Rotating Question Curious About Astronomy? Ask an Astronomer

Is the Earth slowly getting larger?

Is the earth very slowly getting larger and why? P.S I stand to win 20 quid off me mate if the answer is yes !!!!

I am not aware that this is happening and I can think of no physical reason why it might. Sorry about your bet.

There are things about the Earth which are changing that are somewhat surprising, for example, the Earth's rotation is slowly slowing down and the Moon is slowly getting further away because of interactions between the two. Also the Earth is cooling down (ie. the molten rock inside is cooling down) very slowly and the magnetic poles switch occasionally. (The reversal is probably caused by random fluctuations in the process that creates the magnetic field. This process is called dynamo action, and it is produced in Earth's liquid outer core.)

Further to my question "is the earth getting larger", I'm a bit puzzled? as living matter dies i.e. plants, animals, humans,surely this matter would break down and add to the earth's mass, is it me or am I being a bit thick?
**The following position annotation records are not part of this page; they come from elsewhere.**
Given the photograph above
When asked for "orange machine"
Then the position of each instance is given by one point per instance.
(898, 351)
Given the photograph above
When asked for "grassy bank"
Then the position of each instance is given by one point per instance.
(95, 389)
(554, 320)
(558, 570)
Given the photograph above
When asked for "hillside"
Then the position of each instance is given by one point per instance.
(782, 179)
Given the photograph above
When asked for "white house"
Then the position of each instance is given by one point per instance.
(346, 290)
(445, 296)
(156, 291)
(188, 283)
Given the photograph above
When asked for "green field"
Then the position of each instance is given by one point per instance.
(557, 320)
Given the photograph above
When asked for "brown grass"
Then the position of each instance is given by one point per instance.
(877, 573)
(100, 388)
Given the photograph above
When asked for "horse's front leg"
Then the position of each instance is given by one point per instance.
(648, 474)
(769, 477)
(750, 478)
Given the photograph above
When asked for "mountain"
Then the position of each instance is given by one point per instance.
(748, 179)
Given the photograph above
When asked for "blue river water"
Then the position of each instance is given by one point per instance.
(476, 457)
I mean most of the fossilised remains of animals, plants etc are rarely found on the surface now are they, they are mostly found beneath the earth's surface, so where has all the earth come from that is above them. You must be thinking oh! my god we've got a right one here!!! Ya see what I can't get my head around is, think of how many billions of people there are in the world, when they die they will add to the earth's mass surely! If you were to weigh them all the actual weight would be enormous. Now I know that all you have left is bone but even so the weight would be huge!!!! Are ya still with me!!!

Now I know what you're going to say is ok but where did these people come from, and I would say a woman's womb and you say ok the woman has to eat to make the child grow, and where does the food come from: the ground, plants and animals, etc.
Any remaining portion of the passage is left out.